The basic electrical operation of a neuron is to output a voltage spike from its axon when the sum of its input voltages (via its dendrites) crosses a specific threshold. And since axons are connected to dendrites of other neurons, you end up with this vastly complicated neural network.
Since we’re all a bunch of electronic types here, you might be thinking of these ‘voltage spikes’ as a difference of potential. But that’s not how it works. Not in the brain anyway. Let’s take a closer look at how electricity flows from neuron to neuron.
Action Potentials – The Communication Protocol of the Brain
The axon is covered in a myelin sheet which acts as an insulator. There are small breaks in the sheet along the length of the axon which are named after its discoverer, called Nodes of Ranvier. It’s important to note that these nodes are ion channels. In the spaces just outside and inside of the axon membrane exists a concentration of potassium and sodium ions. The ion channels will open and close, creating a local difference in the concentration of sodium and potassium ions.
We all should know that an ion is an atom with a charge. In a resting state, the sodium/potassium ion concentration creates a negative 70 mV difference of potential between the outside and inside of the axon membrane, with there being a higher concentration of sodium ions outside and a higher concentration of potassium ions inside. The soma will create an action potential when -55 mV is reached. When this happens, a sodium ion channel will open. This lets positive sodium ions from outside the axon membrane to leak inside, changing the sodium/potassium ion concentration inside the axon, which in turn changes the difference of potential from -55 mV to around +40 mV. This process in known as depolarization.

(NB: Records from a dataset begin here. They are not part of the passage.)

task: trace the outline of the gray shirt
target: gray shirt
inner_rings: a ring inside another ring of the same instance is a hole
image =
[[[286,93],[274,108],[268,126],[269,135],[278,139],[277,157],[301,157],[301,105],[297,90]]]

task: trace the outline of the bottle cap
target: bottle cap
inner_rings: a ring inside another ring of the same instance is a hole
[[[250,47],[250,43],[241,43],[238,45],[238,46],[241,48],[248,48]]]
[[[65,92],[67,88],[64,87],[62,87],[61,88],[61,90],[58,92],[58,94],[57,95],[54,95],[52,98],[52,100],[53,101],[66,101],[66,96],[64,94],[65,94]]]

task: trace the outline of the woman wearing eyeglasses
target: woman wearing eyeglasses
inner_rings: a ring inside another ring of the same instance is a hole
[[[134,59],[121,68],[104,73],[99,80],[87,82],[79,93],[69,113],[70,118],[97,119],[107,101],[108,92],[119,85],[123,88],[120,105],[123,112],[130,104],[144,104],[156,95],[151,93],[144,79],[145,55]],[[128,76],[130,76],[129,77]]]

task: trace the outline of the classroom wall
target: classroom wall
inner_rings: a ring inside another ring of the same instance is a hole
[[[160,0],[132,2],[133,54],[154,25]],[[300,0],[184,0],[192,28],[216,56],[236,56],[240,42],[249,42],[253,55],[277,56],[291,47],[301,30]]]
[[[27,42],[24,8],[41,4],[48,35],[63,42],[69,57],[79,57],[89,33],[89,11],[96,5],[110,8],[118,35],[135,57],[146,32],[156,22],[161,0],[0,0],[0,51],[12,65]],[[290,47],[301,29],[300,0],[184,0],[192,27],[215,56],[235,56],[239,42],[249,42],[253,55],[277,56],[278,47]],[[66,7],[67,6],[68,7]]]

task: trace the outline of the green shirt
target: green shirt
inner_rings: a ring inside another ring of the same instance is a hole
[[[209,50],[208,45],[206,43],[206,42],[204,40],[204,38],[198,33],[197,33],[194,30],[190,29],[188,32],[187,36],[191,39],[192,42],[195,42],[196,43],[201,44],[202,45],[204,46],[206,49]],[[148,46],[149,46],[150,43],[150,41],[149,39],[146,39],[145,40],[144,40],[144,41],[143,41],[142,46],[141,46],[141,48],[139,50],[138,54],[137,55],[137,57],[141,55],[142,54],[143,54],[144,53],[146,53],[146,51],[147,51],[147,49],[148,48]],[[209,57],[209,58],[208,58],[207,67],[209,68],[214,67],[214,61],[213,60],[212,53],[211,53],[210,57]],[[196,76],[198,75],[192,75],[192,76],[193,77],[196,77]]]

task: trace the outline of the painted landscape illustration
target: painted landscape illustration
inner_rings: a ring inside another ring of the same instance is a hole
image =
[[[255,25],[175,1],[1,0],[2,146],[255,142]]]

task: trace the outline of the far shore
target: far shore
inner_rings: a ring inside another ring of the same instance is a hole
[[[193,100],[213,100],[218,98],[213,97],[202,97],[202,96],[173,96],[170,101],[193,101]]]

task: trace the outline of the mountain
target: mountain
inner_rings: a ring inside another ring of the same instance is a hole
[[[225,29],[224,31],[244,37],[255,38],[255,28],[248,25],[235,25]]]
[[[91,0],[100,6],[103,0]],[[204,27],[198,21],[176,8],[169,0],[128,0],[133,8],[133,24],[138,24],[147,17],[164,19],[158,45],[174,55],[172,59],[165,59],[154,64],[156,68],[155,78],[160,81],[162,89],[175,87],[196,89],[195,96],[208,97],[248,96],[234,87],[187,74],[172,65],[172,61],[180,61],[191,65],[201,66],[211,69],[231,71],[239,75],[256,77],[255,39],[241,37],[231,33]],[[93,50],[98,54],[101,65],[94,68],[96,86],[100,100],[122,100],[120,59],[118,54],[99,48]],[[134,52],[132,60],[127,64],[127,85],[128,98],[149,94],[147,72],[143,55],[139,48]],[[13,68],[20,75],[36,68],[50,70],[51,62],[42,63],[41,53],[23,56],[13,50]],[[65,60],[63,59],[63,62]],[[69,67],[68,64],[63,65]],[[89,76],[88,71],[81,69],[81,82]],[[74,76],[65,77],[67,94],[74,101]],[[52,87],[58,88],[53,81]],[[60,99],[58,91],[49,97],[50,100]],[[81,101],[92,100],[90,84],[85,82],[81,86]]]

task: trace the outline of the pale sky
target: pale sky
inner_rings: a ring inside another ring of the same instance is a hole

One by one, sodium ion channels open along the entire length of the axon. Each one opens only for a short time, and immediately afterward, potassium ion channels open, allowing positive potassium ions to move from inside the axon membrane to the outside. This changes the concentration of sodium/potassium ions and brings the difference of potential back to its resting place of -70 mV in a process known as repolarization. Fro start to finish, the process takes about five milliseconds to complete. The process causes a 110 mV voltage spike to ride down the length of the entire axon, and is called an action potential. This voltage spike will end up in the soma of another neuron. If that particular neuron gets enough of these spikes, it too will create an action potential. This is the basic process of how electrical patterns propagate throughout the cortex.
The mammalian brain, specifically the cortex, is an incredible machine and capable of far more than even our most powerful computers. Understanding how it works will give us a better insight into building intelligent machines. And now that you know the basic electrical properties of a neuron, you’re in a better position to understand artificial neural networks.